Assignment 8 "Lite": Parsing and Prolog!
Due Monday, October 24 by 11:59 PM

Please remember to complete the on-line mid-semester course evaluation before you submit this assignment. Thank you!

This assignment has three parts. In the first part, you will implement a recursive descent parser for a small "language". In the second and third parts, you will have a chance to start playing with Prolog.

Part 1: Recursive Descent Parsing (35 Points)

S -> P + S | P
P -> E * P | E
E -> U ^ E | U
U -> ( S ) | - V | V
V -> '0' | ... | '9'

1. A parse tree, a tree of operations and variables that reflects the computational structure of the input expression as we demonstrated in class.
2. A residue list, a list of characters (tokens) that have not yet been parsed.

Note that the first element in each case will be a parse tree, and the second element will be the residue list. If the parsing was successful, the residue will be the empty list.

From our experience, a good way to approach this problem is to first build a parser for a simplified version of this grammar. For example, you might begin with the grammar:

S -> P + S | P
P -> E * P | E
E -> V
V -> '0' | ... | '9'

Note that in the full grammar, the rules for variable U are a little different from the other rules, in that they handle parentheses and negation. Think about these rules! While they seem a bit strange, they actually are "easier" for the parser than the other rules!
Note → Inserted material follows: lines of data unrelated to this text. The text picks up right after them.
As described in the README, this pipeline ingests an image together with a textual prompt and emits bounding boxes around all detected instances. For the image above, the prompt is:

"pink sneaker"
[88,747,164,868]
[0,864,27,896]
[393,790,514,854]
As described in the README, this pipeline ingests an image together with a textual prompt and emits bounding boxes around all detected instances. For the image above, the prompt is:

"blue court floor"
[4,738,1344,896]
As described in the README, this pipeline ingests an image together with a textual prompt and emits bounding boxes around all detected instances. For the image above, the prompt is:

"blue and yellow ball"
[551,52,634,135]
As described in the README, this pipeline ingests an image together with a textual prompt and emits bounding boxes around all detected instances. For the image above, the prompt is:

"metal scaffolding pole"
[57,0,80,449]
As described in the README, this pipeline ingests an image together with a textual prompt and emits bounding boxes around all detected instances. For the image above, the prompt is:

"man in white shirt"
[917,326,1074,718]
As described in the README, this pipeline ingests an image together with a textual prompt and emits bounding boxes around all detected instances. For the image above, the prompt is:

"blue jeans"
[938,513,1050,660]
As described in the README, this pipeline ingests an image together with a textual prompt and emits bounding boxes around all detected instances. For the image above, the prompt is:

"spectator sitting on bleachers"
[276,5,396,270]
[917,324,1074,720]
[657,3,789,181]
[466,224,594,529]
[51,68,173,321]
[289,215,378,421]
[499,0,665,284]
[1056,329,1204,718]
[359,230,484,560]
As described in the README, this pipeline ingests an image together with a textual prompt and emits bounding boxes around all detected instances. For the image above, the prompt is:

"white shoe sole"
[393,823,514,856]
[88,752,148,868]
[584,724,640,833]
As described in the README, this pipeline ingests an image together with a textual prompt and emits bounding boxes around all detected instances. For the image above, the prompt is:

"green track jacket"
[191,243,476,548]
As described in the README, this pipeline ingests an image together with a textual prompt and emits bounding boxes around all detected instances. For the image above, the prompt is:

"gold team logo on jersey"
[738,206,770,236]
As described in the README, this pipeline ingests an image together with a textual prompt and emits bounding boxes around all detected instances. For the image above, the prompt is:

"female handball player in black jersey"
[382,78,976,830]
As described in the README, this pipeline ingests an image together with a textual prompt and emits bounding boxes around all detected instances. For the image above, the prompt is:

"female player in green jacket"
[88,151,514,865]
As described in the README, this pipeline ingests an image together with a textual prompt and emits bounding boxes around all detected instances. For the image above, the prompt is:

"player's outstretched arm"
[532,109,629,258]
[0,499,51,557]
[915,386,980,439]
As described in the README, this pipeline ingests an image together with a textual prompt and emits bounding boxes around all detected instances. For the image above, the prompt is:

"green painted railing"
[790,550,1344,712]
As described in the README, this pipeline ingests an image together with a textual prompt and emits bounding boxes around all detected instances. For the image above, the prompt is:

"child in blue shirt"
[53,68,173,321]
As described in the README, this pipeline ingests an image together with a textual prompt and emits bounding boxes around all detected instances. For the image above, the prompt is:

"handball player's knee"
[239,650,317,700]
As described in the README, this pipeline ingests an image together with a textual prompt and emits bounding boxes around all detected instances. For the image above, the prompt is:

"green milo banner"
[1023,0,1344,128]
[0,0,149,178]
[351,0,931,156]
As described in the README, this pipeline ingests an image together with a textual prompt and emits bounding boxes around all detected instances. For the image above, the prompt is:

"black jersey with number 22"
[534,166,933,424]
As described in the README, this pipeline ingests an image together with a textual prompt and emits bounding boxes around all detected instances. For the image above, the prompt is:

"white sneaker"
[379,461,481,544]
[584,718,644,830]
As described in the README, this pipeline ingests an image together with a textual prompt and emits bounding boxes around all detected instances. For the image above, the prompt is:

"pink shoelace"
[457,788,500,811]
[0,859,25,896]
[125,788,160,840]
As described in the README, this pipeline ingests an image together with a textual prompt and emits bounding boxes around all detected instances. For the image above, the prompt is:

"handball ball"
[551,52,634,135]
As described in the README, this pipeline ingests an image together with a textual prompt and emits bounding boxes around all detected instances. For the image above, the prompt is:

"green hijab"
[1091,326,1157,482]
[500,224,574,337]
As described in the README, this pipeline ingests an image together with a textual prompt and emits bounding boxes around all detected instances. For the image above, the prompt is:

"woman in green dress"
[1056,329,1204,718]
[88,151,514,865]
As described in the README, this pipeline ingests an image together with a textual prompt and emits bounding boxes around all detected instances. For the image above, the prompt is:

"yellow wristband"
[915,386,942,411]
Here's an example of how your parse function will behave once you have implemented the full grammar. Notice that in the first two examples, the residue is empty because parsing was successful. The third example did not succeed in parsing because the input was malformed.

rex > parse("1+2^3");
[[+, 1, [^, 2, 3]], []]

rex > parse("(1+2)^3+-4");
[[+, [^, [+, 1, 2], 3], [-, 4]], []]

rex > parse("1+2*+3");
[[+, 1, [*, 2, Error]], [BADTOKEN, 3]]

Once you have successfully written your recursive descent parser, implement an Evaluate function and whatever other helper functions you need. Evaluate takes as input an arithmetic expression (with addition and multiplication and one digit numbers) and returns its arithmetic value. For example, here is how your Evaluate function should behave.

rex > Evaluate("1+2^4");
17

rex > Evaluate("1*2+3");
5

3 rex > Evaluate("1+");
Bad Input

rex > make_number('4');
4

rex > 1 + make_number('2');
3

Remember to place all of your code for this part of the assignment in a file called part1.rex.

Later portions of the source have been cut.